My theory is that, in the flood of chemicals released in our brains by fear and our responses to fear, the part of our brain that analyzes and classifies the things in the world around us becomes overwhelmed. We are no longer able to separate things that we would under normal circumstances. When we are unable to tell one thing from another, when they blend into each other, when they are fused together, they are literally "con-fused". And that's when we are confused.
Confusion is uncomfortable. We'll do a lot to resolve it. When we're afraid in a group, one of the favorite things for humans to do is to look to powerful figures who will tell us what to do. Or we seek to become those figures ourselves.
This, I think, is why it makes sense that James and John took Jesus aside and asked for him to make them his Secretary of Defense and Secretary of Homeland Security. It was a grab for glory, sure, but it was also a plea to give them the helm, to put them in charge (under Jesus of course), to give them the power to set a course that would give them a way out of their fear and confusion. Maybe in this way they could put an end to all Jesus' talk about dying at the hands of the authorities.
Jesus answers them by asking whether they can drink his cup and be baptized with his baptism. We all assume he is talking about their dying the sort of death he will die and we're probably right. But drinking wine is not a way to resolve confusion, quite the contrary. And being baptized, being lowered under the water, doesn't soothe fears. It is as if Jesus is telling James and John, "You want power as a way to protect yourself from fear and confusion, but if you are following me you will go through more not less fear and confusion." That may be a stretch, but this is the unfamiliar meaning I'm now hearing in these familiar words.
When the rest of the inner circle found out what James and John have done they were angry. Why? Was it simple jealousy? Was it because they didn't think of it first? Was it because the want an "open process" for the selection of Jesus' cabinet ministers?

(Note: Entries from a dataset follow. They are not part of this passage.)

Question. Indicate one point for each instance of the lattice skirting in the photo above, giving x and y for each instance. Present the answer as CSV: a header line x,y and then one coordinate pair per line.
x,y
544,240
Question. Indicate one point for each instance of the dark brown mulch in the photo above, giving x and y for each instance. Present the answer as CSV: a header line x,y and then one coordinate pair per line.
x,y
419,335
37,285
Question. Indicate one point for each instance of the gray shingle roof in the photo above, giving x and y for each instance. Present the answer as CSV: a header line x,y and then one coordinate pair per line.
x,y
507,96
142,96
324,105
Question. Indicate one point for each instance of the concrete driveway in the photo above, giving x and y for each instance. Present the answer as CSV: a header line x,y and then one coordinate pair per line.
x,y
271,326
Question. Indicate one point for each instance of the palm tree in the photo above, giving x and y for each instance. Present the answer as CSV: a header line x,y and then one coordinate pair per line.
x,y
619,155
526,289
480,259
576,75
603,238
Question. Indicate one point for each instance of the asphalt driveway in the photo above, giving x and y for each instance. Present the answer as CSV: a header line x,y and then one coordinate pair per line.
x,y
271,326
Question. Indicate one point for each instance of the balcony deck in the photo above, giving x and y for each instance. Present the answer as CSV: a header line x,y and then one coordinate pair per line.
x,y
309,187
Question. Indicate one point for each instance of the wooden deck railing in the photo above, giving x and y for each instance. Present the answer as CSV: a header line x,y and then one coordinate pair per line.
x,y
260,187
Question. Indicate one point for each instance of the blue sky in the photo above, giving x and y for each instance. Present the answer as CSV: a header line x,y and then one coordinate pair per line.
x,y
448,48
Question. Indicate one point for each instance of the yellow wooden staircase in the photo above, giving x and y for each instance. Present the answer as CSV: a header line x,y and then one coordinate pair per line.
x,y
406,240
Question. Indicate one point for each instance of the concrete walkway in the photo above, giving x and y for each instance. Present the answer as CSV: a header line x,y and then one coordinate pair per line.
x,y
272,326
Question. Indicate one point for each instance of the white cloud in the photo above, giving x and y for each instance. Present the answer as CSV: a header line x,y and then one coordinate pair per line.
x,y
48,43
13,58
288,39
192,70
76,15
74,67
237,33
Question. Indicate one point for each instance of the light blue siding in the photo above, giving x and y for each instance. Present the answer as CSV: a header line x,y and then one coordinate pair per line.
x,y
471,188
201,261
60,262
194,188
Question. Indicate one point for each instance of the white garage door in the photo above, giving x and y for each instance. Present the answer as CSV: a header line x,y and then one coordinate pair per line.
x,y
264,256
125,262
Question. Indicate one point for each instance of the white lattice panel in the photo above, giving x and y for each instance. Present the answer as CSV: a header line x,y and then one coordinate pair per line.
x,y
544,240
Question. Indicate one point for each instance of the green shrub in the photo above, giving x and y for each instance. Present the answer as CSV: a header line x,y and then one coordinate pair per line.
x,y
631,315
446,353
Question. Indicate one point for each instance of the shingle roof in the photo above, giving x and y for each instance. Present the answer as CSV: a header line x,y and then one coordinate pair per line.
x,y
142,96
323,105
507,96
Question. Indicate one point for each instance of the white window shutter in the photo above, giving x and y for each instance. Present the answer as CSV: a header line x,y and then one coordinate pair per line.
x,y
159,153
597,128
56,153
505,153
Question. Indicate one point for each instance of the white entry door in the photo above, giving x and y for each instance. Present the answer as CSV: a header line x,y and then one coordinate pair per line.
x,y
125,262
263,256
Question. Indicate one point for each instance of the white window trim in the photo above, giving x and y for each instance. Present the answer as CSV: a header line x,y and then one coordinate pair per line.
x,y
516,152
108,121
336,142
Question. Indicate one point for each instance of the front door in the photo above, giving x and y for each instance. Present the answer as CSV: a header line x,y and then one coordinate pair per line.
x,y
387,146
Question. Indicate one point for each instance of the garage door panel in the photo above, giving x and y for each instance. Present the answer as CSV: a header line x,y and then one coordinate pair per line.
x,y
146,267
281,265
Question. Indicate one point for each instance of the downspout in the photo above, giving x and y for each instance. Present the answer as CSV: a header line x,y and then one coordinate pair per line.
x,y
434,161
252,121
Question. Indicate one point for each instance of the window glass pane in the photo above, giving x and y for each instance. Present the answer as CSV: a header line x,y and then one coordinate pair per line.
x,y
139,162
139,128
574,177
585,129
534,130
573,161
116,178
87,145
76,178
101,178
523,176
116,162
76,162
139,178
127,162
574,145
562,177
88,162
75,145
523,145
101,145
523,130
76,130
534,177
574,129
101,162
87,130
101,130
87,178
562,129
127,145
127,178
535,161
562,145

Or is it simply that when fear and confusion increase, the first casualty is mutual trust?
But the way out of the uncomfortable place that the disciples are in, this place of fear and confusion, is not authoritarian leadership. The way out of the uncomfortable place is mutual care and service. I say "mutual" because care and service are often not mutual. Care and service change nothing when done by people at the bottom of the social pyramid for the people at the top. Jesus suggests that mutual care and service are the path through fear and confusion. They remind us of who Jesus is. They remind us of who we are. They focus us on our core values. They are like a light in the darkness.
If we decide that being powerful, or tough on our enemies, or ruthless in the pursuit of the way we think things ought to be in the world or in our community or in our church, are the way to be, then we will have a lot of company. Every ruler, every petty tyrant, and every local despot does the same.

We are easily blinded by the images of power, toughness and ruthlessness conjured up in stump speeches and political ads. The disciples and we are all in need of healing from this blindness. Like the blind beggar Bartimaeus, when we are healed we will be able to follow Jesus. Jesus' path is vulnerability, tenderness, and mercy. That path leads to Jerusalem, to rejection, to suffering, even to death. And then to resurrection life. That path, the way of vulnerability, tenderness, and mercy, that and no other is our way.